I don’t know what it will take to get it through people’s heads that there are no corporations in a state of nature. The point was well made by yet another correspondent to the Wall Street Journal letters page: “Corporations are created by state (and, rarely, federal) law, and none can exist except by government charter. As Chief Justice John Marshall wrote in 1804, a corporation ‘is a mere creature of the act to which it owes its existence.’… the more recent enactment of limited liability company laws should illustrate the point: Before these laws were enacted, there were no such organizations. But now there are.” Nor will it do to assert that a corporation is a mere “association of persons” and therefore obtains its libertarian rights from the rights of the persons so associated. A Fortune 500 corporation is not the same sort of entity as your Friday night poker game, which does not require a government charter — although the game may very well be busted by the police if the stakes are too high. A corporation wants certain things from the government. It wants its liability limited, and it wants agencies of the government to enforce the terms of contracts into which it may have entered.
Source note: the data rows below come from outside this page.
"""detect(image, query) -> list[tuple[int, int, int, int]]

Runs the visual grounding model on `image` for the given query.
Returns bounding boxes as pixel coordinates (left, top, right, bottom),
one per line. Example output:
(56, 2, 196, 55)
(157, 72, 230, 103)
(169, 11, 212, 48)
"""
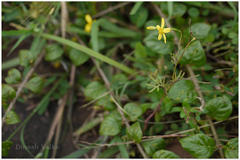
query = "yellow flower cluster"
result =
(85, 14, 93, 33)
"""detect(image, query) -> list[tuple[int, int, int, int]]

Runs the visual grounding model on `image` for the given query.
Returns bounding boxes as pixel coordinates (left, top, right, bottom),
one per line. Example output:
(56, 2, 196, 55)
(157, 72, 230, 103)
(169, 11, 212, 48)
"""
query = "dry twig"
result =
(93, 2, 130, 19)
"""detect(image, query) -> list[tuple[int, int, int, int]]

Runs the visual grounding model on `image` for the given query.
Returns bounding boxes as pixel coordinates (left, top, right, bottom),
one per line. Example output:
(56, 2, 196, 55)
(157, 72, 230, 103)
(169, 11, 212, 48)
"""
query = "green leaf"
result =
(224, 138, 238, 158)
(127, 122, 142, 143)
(2, 57, 20, 70)
(130, 2, 143, 15)
(84, 81, 114, 110)
(152, 150, 180, 158)
(160, 3, 186, 17)
(2, 140, 13, 157)
(142, 138, 165, 156)
(100, 113, 121, 136)
(19, 49, 34, 67)
(26, 76, 44, 93)
(2, 30, 33, 37)
(8, 34, 30, 56)
(2, 84, 16, 109)
(188, 7, 199, 18)
(204, 96, 232, 121)
(69, 48, 89, 66)
(191, 23, 211, 39)
(130, 6, 148, 28)
(45, 44, 64, 61)
(112, 136, 129, 158)
(5, 68, 21, 84)
(98, 146, 119, 158)
(180, 40, 206, 66)
(144, 32, 173, 55)
(172, 3, 187, 17)
(167, 80, 197, 103)
(6, 110, 20, 125)
(134, 42, 147, 59)
(74, 117, 102, 136)
(111, 73, 128, 89)
(124, 103, 142, 122)
(179, 133, 215, 158)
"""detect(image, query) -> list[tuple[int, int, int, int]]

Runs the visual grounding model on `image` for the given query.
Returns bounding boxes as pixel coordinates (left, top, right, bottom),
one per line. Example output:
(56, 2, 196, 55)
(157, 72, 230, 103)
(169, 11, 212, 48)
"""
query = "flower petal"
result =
(158, 33, 162, 40)
(85, 24, 92, 33)
(163, 34, 167, 44)
(85, 14, 92, 24)
(163, 28, 171, 33)
(146, 26, 156, 30)
(156, 25, 161, 30)
(161, 18, 165, 28)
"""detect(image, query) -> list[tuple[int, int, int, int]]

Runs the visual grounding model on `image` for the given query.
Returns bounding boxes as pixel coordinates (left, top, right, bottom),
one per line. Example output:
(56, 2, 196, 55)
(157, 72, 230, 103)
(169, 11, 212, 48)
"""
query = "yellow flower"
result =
(85, 14, 93, 33)
(146, 18, 171, 44)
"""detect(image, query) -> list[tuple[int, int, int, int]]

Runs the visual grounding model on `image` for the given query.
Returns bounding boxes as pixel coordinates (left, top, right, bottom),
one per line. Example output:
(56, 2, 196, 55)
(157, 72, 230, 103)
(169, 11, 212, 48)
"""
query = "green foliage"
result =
(69, 48, 89, 66)
(191, 23, 211, 39)
(2, 140, 13, 157)
(180, 40, 206, 66)
(188, 7, 199, 18)
(112, 136, 129, 158)
(152, 150, 180, 158)
(19, 49, 34, 67)
(224, 138, 238, 158)
(2, 84, 16, 109)
(144, 32, 174, 55)
(130, 6, 148, 28)
(168, 80, 197, 103)
(134, 42, 147, 59)
(124, 103, 143, 121)
(84, 81, 115, 110)
(45, 44, 64, 61)
(5, 68, 21, 84)
(142, 138, 165, 156)
(127, 122, 143, 143)
(160, 3, 187, 17)
(180, 134, 215, 158)
(26, 76, 44, 93)
(100, 111, 122, 136)
(5, 110, 20, 125)
(130, 2, 143, 15)
(204, 96, 232, 121)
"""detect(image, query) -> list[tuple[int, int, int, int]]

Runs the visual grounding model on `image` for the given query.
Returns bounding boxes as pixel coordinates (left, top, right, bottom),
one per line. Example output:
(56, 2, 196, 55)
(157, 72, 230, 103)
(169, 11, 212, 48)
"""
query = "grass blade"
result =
(8, 34, 30, 56)
(2, 30, 32, 37)
(130, 2, 143, 15)
(20, 124, 34, 157)
(73, 117, 102, 136)
(41, 33, 135, 74)
(2, 57, 19, 70)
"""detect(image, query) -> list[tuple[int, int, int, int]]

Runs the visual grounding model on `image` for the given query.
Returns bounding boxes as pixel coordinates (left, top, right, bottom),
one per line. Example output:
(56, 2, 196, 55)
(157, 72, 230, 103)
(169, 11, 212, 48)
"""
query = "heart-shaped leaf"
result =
(204, 95, 232, 121)
(191, 23, 211, 39)
(124, 103, 142, 122)
(168, 80, 197, 103)
(179, 133, 215, 158)
(5, 68, 21, 84)
(127, 122, 142, 143)
(180, 40, 206, 66)
(69, 48, 89, 66)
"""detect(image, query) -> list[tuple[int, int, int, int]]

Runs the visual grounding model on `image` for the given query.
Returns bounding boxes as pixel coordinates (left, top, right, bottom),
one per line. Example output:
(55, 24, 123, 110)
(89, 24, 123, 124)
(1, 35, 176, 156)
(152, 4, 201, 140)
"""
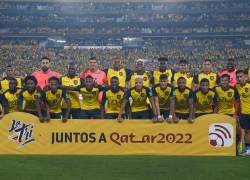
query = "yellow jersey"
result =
(152, 84, 173, 110)
(194, 89, 216, 114)
(106, 68, 131, 88)
(19, 89, 42, 112)
(2, 89, 22, 113)
(130, 72, 150, 88)
(153, 69, 173, 85)
(0, 77, 22, 93)
(41, 89, 67, 114)
(173, 87, 193, 114)
(173, 72, 193, 89)
(214, 86, 239, 115)
(193, 72, 219, 89)
(101, 88, 125, 114)
(236, 83, 250, 114)
(61, 76, 81, 109)
(125, 87, 152, 112)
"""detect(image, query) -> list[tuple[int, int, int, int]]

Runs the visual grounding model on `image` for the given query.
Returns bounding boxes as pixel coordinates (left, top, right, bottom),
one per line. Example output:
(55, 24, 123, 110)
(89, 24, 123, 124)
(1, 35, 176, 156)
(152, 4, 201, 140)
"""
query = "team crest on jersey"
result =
(165, 91, 169, 96)
(119, 72, 123, 76)
(184, 94, 189, 98)
(92, 91, 97, 96)
(227, 92, 232, 97)
(56, 93, 61, 98)
(117, 95, 121, 99)
(141, 93, 145, 97)
(143, 77, 147, 81)
(245, 88, 249, 93)
(74, 80, 78, 85)
(207, 95, 213, 100)
(210, 76, 214, 80)
(187, 73, 191, 78)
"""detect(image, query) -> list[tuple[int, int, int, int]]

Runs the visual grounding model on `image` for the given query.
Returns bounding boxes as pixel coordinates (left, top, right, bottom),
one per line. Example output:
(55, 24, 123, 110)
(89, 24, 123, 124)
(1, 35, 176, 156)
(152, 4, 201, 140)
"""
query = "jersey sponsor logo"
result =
(117, 95, 121, 99)
(74, 80, 78, 85)
(209, 123, 233, 147)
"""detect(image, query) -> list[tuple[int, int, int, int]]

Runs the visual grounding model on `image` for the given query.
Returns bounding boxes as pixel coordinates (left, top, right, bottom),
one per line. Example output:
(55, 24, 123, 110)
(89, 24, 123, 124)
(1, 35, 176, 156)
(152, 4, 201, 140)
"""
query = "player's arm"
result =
(35, 96, 43, 122)
(192, 74, 199, 91)
(0, 95, 5, 118)
(169, 89, 176, 122)
(193, 92, 197, 119)
(213, 89, 219, 113)
(117, 90, 130, 122)
(234, 88, 241, 117)
(62, 90, 71, 122)
(17, 91, 24, 112)
(100, 91, 107, 119)
(40, 92, 50, 122)
(152, 87, 161, 118)
(147, 87, 159, 121)
(188, 90, 195, 123)
(171, 71, 176, 87)
(2, 94, 9, 114)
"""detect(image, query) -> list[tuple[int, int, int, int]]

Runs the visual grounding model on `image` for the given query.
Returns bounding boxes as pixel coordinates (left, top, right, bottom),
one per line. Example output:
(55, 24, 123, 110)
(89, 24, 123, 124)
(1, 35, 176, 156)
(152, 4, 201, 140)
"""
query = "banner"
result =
(0, 112, 236, 156)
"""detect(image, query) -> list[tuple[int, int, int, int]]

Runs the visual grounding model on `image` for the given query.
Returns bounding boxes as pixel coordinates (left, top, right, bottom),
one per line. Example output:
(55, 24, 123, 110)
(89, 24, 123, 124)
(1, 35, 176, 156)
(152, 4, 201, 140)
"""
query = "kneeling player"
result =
(41, 77, 71, 122)
(18, 76, 43, 120)
(117, 76, 156, 121)
(194, 78, 217, 118)
(172, 77, 194, 122)
(236, 70, 250, 156)
(101, 76, 125, 119)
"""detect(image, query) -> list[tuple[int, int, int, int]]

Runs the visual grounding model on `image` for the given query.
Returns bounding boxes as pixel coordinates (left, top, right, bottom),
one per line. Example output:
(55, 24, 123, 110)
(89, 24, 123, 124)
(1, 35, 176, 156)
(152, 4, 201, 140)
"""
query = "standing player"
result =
(61, 62, 83, 119)
(236, 70, 250, 156)
(152, 57, 174, 85)
(104, 57, 132, 89)
(41, 77, 71, 122)
(219, 59, 237, 87)
(18, 76, 43, 120)
(193, 78, 217, 118)
(214, 74, 240, 116)
(2, 78, 22, 114)
(78, 75, 105, 119)
(130, 59, 151, 88)
(152, 74, 173, 121)
(101, 76, 125, 119)
(118, 76, 156, 121)
(0, 65, 22, 93)
(172, 60, 194, 89)
(193, 59, 219, 90)
(32, 56, 61, 90)
(172, 77, 194, 122)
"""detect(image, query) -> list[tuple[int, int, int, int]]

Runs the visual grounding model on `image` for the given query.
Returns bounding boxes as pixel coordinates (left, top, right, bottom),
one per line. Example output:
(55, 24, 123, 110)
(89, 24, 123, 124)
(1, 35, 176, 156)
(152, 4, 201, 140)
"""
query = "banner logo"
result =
(209, 123, 233, 147)
(8, 120, 35, 148)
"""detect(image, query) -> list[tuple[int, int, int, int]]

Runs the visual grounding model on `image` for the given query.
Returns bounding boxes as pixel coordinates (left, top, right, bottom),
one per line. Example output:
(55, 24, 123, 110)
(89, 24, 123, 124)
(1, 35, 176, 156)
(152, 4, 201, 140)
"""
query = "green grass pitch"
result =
(0, 156, 249, 180)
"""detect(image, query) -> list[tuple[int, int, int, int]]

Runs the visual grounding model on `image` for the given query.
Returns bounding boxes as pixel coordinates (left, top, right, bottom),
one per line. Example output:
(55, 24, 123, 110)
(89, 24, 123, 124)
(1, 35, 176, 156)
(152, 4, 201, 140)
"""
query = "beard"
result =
(42, 66, 49, 72)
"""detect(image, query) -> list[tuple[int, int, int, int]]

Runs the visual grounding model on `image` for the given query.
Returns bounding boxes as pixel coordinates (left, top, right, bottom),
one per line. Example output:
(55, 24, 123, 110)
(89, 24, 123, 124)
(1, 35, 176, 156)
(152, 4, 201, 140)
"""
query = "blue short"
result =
(50, 113, 62, 119)
(240, 114, 250, 130)
(62, 108, 81, 119)
(160, 110, 170, 119)
(131, 110, 150, 119)
(105, 113, 126, 119)
(79, 109, 101, 119)
(175, 113, 189, 120)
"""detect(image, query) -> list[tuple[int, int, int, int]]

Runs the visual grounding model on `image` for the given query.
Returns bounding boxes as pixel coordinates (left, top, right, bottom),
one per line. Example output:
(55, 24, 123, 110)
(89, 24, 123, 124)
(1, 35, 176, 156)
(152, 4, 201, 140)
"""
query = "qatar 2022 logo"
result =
(209, 123, 233, 147)
(8, 120, 35, 148)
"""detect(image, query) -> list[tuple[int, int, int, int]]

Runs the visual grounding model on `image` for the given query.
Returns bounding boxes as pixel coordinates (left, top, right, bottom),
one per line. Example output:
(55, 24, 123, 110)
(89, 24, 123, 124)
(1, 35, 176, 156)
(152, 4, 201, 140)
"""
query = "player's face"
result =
(113, 59, 121, 69)
(68, 65, 76, 77)
(85, 77, 94, 88)
(41, 59, 50, 72)
(27, 80, 36, 91)
(177, 78, 186, 89)
(135, 79, 143, 90)
(88, 60, 98, 71)
(9, 80, 17, 91)
(236, 73, 246, 84)
(110, 78, 119, 89)
(159, 62, 166, 71)
(159, 79, 168, 88)
(6, 67, 14, 77)
(49, 80, 58, 91)
(200, 82, 209, 93)
(220, 77, 230, 88)
(179, 63, 188, 73)
(136, 61, 144, 71)
(203, 61, 212, 72)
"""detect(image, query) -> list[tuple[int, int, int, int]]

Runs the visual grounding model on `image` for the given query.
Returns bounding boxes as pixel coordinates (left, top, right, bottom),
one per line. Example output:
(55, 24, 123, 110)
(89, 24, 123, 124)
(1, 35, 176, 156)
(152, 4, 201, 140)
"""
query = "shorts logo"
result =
(74, 80, 78, 85)
(245, 88, 249, 93)
(227, 92, 232, 97)
(209, 123, 233, 147)
(8, 120, 35, 148)
(210, 76, 214, 80)
(119, 72, 123, 76)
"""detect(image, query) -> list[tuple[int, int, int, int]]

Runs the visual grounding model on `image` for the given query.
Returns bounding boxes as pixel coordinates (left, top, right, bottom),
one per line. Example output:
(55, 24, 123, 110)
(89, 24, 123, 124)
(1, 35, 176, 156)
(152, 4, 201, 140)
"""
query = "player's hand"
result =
(39, 117, 45, 123)
(233, 114, 239, 121)
(188, 118, 195, 124)
(62, 117, 68, 123)
(44, 116, 50, 122)
(117, 115, 124, 123)
(173, 116, 179, 123)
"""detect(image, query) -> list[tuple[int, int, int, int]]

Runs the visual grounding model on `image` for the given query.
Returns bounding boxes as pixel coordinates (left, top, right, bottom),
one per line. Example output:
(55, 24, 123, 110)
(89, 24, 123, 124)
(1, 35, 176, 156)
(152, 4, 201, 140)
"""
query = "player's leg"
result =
(239, 114, 250, 156)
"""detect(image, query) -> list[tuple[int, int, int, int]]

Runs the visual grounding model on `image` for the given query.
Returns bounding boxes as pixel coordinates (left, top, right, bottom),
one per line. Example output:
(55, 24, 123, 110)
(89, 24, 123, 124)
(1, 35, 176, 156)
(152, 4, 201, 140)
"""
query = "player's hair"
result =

No such entity is found in a state of nature.
The Constitution does indeed prohibit Congress from infringing upon certain natural rights — but it is no stretch to suggest that those are the rights of living, breathing, natural human beings. (Thomas Mitchell doesn’t consider the dissent of Justice Stevens in the Citizens United case, in which, as I understand it, he insists it was always the Founders’ understanding that corporations were to be subject to regulation.) Mitchell expounds upon the philosophy of John Locke’s Second Treatise as though he were a college professor who had written a doctoral dissertation on the matter. He knows that, in a state of nature, people have to give something up to a government of some kind or they cannot survive.
Americans don’t want to concede anything to the state. Mitchell does no more than to expound a dime-store philosophy on the matter. But what is he going to do, if someone bigger and stronger proposes to violate his precious natural rights? Why shouldn’t I then say: No rights apart from the state?
People think they can get rid of the state, but it has been noticed that without such a thing, we don’t find much in the way of civilized human existence, or even beings that we would recognize as human — not much more than the existence of primitive hunter-gatherers or cave people, as a matter of fact. That’s why many thinkers have found the whole “state of nature” concept to be fit for ridicule, except perhaps as a thought experiment.
Rights need be understood in context. They have little or no meaning outside of a setting provided by a government or state apparatus. I am reminded of a statement made by a cranky, exasperated college professor: “What in the heck is a right? Has anybody ever seen one?”